Affordable Care Act funding: An analysis of grant programs under health care reform
This brief examines grant programs funded by the Affordable Care Act (ACA), how funds have been distributed to states and local organizations, and the effects of budget sequestration on future ACA funding.
The ACA aims to expand health insurance coverage and introduce health care delivery reforms that improve quality and lower costs. The ACA is designed to reduce the number of uninsured Americans by expanding eligibility for Medicaid and offering tax credits for the purchase of private insurance. Beginning in 2014, the ACA expanded coverage through Medicaid expansion (in states that approved expansion), tax credits for individuals and families to purchase private insurance, and small business tax credits. In addition, the ACA makes investments to expand access to care, implement broad private insurance reforms, and enhance the public health infrastructure.

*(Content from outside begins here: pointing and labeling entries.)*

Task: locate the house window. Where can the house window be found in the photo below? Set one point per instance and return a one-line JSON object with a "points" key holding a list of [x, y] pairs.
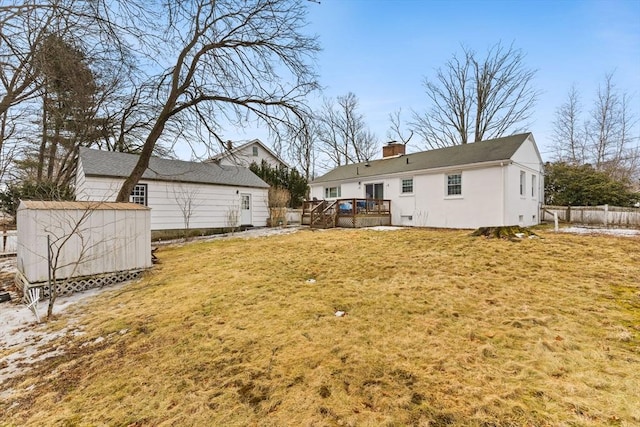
{"points": [[139, 194], [246, 202], [533, 186], [454, 184], [374, 191], [407, 186], [331, 192]]}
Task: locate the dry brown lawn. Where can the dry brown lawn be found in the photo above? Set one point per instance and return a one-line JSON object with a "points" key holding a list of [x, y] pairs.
{"points": [[442, 329]]}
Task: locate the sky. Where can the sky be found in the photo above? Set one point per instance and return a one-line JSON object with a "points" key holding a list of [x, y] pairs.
{"points": [[382, 50]]}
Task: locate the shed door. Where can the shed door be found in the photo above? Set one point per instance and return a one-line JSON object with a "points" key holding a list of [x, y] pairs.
{"points": [[245, 209]]}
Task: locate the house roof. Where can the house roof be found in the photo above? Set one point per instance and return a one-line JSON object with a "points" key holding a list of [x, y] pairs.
{"points": [[79, 205], [235, 150], [112, 164], [459, 155]]}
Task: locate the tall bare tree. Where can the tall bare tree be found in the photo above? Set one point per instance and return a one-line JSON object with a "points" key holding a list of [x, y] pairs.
{"points": [[236, 60], [568, 133], [604, 136], [473, 98], [345, 137]]}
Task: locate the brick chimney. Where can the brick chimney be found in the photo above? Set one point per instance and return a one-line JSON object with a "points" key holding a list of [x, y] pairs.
{"points": [[393, 149]]}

Many of these reforms and investments are paid for through direct spending included in the law. Specifically, the ACA included much of the funding necessary for creating the state-based health insurance exchanges (also known as marketplaces) as well as the federally-facilitated exchanges, growing the health care workforce, expanding community health centers and several other initiatives.
he ACA includes both discretionary and mandatory spending to fund its programs, but many ACA initiatives (see Appendix 1, page 13) are funded through mandatory spending that does not require further Congressional approval. In total, the ACA included approximately $105
billion in mandatory spending from fiscal years 2010 through 2019, including $40.2 billion to fund the Children’s Health Insurance Program (CHIP) for two years (FY 2014-FY2015). By the end of fiscal year 2013, the U.S. Department of Health and Human Services (HHS) had awarded nearly $15.1 billion in grants under the ACA. Most grant programs under the ACA have been funded through mandatory spending.